Larry Heck

Last updated
Larry Heck
Larry Heck.jpg
Born
Larry Paul Heck

Nationality American
Alma mater Georgia Institute of Technology,
Texas Tech University
Scientific career
Institutions Viv
Samsung
Google
Microsoft
Yahoo!
Nuance Communications
Stanford Research Institute
Thesis A Subspace Approach to the Automatic Design of Pattern Recognition Systems for Mechanical System Monitoring  (1991)
Doctoral advisor Prof. James H. McClellan

Larry Paul Heck is the Rhesa Screven Farmer, Jr., Advanced Computing Concepts Chair, Georgia Research Alliance Eminent Scholar, Chief Scientist of the AI Hub, Executive Director of the Machine Learning Center, and Professor at the Georgia Institute of Technology. His career spans many of the sub-disciplines of artificial intelligence, including conversational AI, speech recognition and speaker recognition, natural language processing, web search, online advertising and acoustics. He is best known for his role as a co-founder of the Microsoft] Cortana] Personal Assistant and his early work in deep learning] for speech processing.

Contents

Education and career

Larry Heck was born in Havre, Montana. After receiving the Bachelor of Science in electrical engineering at Texas Tech University, he was admitted to graduate school at the Georgia Institute of Technology in 1986. Heck received the MSEE in 1989 and the PhD in 1991 under advisor Prof. James H. McClellan. [1]

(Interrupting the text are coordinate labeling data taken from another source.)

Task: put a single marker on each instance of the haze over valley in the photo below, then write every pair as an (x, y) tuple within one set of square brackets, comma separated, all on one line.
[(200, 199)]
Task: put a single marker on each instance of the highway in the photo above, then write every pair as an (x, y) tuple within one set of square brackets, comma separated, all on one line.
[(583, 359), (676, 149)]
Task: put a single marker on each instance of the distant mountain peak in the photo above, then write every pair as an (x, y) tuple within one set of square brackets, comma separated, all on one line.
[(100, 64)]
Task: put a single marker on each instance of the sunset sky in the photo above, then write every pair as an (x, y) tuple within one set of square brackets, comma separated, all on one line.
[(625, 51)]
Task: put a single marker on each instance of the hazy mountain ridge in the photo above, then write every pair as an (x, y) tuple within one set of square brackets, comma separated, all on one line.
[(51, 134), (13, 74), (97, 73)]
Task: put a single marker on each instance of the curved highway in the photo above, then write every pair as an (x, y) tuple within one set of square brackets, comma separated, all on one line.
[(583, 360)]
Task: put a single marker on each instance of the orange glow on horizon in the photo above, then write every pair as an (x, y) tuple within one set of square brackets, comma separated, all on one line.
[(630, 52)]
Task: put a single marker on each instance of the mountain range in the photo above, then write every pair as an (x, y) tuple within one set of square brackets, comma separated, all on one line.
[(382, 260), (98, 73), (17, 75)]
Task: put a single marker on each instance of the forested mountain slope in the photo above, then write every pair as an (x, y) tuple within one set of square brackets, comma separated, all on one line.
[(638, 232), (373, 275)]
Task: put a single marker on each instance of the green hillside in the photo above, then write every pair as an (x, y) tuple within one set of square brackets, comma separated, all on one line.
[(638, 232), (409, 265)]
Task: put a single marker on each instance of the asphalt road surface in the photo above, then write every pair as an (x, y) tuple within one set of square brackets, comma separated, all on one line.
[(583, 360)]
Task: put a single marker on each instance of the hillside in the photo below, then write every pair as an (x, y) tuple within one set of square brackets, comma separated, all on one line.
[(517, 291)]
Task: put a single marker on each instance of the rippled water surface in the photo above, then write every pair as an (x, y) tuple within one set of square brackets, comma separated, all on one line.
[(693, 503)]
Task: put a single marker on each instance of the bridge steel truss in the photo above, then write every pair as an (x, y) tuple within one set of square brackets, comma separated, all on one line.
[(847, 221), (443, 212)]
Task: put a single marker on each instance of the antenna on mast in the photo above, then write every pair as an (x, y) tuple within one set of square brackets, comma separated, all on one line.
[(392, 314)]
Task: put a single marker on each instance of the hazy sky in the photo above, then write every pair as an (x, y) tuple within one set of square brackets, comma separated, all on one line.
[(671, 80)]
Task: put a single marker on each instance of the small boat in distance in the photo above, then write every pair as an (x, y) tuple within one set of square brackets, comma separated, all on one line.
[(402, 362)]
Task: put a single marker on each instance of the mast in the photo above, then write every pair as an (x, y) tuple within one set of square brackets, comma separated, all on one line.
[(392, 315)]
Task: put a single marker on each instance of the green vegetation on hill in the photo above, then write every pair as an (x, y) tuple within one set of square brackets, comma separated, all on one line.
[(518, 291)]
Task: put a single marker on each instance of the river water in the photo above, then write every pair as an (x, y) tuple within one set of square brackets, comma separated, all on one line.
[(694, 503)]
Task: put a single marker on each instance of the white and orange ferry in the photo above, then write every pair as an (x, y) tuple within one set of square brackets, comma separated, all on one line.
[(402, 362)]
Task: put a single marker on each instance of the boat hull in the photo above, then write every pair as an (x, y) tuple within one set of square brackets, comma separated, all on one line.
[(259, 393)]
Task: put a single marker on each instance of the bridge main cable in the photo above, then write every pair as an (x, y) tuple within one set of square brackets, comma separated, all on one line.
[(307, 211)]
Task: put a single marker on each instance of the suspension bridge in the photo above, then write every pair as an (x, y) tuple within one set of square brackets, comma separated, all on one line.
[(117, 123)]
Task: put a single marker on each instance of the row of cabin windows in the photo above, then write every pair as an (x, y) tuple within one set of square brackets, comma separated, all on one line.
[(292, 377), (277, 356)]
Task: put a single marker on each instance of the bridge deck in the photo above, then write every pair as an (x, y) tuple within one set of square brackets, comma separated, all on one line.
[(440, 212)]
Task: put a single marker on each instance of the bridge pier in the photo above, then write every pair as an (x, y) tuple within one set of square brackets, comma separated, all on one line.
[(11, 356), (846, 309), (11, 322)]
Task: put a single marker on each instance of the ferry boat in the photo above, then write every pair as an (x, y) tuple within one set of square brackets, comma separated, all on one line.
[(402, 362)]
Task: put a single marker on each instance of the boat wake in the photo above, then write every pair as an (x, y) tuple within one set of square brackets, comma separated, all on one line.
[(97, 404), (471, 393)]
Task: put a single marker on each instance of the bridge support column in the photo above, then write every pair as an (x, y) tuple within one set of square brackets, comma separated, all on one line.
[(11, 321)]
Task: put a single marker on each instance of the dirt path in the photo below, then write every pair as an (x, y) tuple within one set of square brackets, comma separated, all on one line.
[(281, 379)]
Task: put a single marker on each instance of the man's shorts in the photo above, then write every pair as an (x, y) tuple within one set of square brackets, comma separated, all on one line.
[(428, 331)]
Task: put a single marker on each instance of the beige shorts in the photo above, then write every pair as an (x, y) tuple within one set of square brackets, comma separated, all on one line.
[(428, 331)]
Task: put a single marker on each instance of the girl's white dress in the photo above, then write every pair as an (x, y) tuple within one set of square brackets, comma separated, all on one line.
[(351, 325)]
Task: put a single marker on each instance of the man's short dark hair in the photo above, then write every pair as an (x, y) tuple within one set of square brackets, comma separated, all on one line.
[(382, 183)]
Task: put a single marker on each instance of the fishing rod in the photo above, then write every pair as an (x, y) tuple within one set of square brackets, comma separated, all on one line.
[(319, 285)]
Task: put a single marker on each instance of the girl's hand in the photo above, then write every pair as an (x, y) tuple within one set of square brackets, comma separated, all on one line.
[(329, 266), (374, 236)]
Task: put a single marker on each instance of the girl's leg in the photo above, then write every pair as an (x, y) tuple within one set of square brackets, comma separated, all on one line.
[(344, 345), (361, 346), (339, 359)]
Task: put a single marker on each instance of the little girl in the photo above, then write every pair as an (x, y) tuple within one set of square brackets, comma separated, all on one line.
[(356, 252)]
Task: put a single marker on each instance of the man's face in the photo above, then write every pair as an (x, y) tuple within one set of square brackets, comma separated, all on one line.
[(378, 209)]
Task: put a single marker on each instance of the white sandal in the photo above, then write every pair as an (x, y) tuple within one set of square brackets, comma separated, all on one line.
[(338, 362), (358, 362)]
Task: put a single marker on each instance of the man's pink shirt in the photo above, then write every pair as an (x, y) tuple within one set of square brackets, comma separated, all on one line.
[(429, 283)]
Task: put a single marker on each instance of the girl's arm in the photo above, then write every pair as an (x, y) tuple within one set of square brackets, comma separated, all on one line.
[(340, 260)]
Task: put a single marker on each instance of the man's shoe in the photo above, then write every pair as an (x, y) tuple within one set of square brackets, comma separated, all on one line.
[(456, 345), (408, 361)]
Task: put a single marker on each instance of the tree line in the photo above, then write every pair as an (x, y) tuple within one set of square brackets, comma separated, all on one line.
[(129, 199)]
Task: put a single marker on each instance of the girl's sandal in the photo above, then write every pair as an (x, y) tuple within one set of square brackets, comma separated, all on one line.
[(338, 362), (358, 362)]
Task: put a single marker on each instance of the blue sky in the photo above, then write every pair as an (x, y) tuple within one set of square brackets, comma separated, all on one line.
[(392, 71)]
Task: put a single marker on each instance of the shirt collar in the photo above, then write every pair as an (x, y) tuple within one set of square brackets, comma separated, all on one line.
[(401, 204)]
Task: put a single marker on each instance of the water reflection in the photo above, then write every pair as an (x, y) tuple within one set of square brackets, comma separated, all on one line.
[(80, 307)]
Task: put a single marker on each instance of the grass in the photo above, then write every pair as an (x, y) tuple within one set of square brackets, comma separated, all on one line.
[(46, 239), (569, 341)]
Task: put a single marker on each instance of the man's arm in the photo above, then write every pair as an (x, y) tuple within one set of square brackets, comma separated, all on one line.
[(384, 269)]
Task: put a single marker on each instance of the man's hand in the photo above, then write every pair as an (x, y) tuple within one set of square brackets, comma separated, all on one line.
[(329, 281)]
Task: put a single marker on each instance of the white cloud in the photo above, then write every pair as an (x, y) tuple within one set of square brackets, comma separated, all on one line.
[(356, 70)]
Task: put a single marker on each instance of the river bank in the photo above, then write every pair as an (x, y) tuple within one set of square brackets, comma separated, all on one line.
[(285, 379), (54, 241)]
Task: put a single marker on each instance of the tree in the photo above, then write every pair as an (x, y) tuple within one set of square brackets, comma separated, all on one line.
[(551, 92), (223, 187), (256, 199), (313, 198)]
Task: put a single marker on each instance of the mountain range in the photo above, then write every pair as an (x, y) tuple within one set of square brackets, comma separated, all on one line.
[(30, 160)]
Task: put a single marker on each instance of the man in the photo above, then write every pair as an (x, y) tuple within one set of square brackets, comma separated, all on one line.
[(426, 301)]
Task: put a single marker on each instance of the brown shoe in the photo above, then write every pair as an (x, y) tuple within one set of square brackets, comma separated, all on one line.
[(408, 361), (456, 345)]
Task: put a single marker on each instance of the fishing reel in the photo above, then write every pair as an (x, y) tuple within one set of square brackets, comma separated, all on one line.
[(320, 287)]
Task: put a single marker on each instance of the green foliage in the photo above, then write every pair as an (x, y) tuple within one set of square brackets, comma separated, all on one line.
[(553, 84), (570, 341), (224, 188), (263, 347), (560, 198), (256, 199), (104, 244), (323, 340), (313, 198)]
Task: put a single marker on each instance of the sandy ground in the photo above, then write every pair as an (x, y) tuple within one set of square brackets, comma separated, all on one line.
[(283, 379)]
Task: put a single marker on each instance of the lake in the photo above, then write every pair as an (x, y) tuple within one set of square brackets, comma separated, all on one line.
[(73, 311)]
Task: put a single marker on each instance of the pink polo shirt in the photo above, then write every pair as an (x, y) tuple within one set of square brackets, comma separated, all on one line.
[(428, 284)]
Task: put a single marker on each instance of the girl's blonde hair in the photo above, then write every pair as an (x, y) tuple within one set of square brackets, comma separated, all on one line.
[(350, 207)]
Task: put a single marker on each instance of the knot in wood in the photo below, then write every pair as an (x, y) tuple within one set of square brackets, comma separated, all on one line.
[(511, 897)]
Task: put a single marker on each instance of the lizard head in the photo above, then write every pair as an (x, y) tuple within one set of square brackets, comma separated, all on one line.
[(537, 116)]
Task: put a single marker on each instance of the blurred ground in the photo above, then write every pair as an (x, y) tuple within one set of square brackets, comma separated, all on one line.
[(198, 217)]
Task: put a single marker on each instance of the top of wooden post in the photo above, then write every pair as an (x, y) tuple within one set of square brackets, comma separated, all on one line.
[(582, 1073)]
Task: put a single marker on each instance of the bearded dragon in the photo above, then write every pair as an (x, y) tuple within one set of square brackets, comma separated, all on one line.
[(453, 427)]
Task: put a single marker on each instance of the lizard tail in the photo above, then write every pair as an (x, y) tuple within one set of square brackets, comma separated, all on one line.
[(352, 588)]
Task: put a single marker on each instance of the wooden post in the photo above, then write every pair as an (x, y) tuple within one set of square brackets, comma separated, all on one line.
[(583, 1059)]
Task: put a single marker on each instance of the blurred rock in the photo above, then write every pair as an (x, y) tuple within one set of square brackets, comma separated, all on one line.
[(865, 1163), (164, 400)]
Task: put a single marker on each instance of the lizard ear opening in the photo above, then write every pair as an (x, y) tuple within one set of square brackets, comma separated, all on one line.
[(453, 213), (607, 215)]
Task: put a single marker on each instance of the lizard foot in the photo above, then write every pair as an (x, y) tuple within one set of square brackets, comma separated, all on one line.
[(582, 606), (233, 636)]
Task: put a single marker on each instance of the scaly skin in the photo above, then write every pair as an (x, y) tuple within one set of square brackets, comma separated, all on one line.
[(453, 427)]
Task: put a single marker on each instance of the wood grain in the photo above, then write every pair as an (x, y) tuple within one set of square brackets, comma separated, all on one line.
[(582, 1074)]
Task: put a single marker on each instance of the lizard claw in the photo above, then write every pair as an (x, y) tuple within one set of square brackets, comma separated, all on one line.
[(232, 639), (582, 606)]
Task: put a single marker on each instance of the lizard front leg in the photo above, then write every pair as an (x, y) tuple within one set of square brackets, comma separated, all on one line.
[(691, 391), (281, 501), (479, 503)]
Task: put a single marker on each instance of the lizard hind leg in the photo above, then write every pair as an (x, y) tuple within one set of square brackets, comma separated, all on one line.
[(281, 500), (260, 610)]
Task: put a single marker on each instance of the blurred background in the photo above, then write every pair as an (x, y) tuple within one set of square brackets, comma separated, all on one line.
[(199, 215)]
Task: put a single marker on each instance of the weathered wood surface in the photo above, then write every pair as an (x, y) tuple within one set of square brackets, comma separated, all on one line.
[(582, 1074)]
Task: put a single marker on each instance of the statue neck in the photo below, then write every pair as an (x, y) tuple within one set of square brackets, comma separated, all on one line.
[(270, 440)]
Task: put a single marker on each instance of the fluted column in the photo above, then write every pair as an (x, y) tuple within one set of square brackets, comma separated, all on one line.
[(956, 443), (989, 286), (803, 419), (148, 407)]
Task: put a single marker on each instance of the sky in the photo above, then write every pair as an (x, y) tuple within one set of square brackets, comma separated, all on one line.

From 1992 to 1998, he was a senior research engineer at SRI International initially with the Acoustics and Radar Technology Lab (ARTL) and later with the Speech Technology and Research (STAR) Lab. Funded by the US government's NSA and DARPA, Heck led the SRI team that was the first to successfully create large-scale deep neural network (DNN) deep learning technology in the field of speech processing and the first to deploy a major industrial application of deep learning. [2] The deep learning technology was used to win the 1998 National Institute of Standards and Technology Speaker Recognition evaluation. [3]

From 1998 to 2005, he was vice president of R&D at Nuance Communications, where he led the company's efforts in speech recognition, natural language processing, speaker recognition, and speech synthesis technology.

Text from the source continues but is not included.